By: Maggie Lonsdale BA (hons) - Updated: 21 Oct 2012 | comments*Discuss
 
Children Cooking Skills Kitchen Basic

Teaching your children basic cooking skills is one of the best things you can do for their future. Not only do you help your child to be more self sufficient as they get older, but it is also a great way to educate them about the effect good nutrition has on their bodies.

Most children enjoy cooking as long as you keep them involved in the cooking process. You can make every step of the cooking process interesting by explaining what you are doing and why, rather than just assume the child only wants to get involved in the ‘exciting’ parts and you do everything else.

It is also important to teach your children basic cooking skills because, at the time of writing, the cooking provision in schools for all ages is either non-existent or focused on the food technology aspect, rather than any actual cooking. There are some changes to this system planned, but it is still a good idea to share some of your cooking skills with your children as it is a great was to spend time together.

A Sense Of Pride

Children have a great sense of pride in creating something that their family can enjoy. Relatively quickly, a competent child can progress from basic cooking such as shortbread to dishes the whole family can enjoy at meal times, such as shepherd’s pie. This is helpful in a busy household and gives children a sense of responsibility.

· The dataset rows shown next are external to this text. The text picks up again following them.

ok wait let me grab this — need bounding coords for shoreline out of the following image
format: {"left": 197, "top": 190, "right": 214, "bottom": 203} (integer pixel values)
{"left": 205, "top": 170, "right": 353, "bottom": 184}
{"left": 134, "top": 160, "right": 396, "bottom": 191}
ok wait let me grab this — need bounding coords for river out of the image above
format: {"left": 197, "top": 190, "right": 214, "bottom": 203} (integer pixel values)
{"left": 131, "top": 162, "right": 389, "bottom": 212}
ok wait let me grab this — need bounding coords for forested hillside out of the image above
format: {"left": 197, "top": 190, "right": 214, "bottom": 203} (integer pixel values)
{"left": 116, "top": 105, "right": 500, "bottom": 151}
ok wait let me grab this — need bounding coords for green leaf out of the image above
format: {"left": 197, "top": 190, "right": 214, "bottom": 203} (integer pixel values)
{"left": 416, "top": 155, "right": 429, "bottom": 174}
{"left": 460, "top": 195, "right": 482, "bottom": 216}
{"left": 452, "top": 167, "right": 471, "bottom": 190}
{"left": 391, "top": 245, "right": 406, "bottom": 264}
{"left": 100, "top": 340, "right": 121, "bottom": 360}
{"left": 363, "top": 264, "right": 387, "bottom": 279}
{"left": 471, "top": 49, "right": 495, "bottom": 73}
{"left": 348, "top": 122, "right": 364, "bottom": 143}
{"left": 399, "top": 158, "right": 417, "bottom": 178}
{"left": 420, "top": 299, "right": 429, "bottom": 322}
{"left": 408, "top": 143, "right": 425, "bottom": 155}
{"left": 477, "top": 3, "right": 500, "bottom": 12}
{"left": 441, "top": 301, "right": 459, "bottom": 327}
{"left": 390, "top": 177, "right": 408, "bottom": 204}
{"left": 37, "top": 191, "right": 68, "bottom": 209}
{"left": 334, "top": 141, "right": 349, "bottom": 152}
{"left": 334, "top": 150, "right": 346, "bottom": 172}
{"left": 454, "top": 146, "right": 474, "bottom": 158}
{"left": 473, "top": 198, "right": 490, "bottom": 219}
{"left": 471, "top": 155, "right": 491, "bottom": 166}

Children of all competencies are able to be involved in aspects of cooking. Rather like sports and art, children who are not the most academic may find they have a great aptitude for cooking, so you may even be discovering a future career possibility!

Get Your Children Involved In The Entire Cooking Process

The best way to start teaching your children some basic cooking skills is to get them involved in what you are going to make – even better, let them choose! You can then go through the whole cooking process together, making the activity as enjoyable or educational as you see fit! One word of warning though – the more serious you make it, the more likely your child will switch off from it and loose interest. Unless your child responds particularly well to a serious approach, you may find it more effective to keep a relaxed atmosphere.

To decide what you are going to cook you could think of a theme - different countries each week, perhaps, or a dish to go with a particular event in the calendar or on TV – a football match between England and Italy could be a pasta dish, or Easter could be a simnel cake.

You can then buy the ingredients together, perhaps even with a little finance lesson thrown in.

Once you have decided what you are going to make and have bought the ingredients, you and your child can get started in the kitchen. It is the perfect opportunity to involve all aspects of the cooking process here too, such as the preparation of ingredients, no wastage and clearing up afterwards.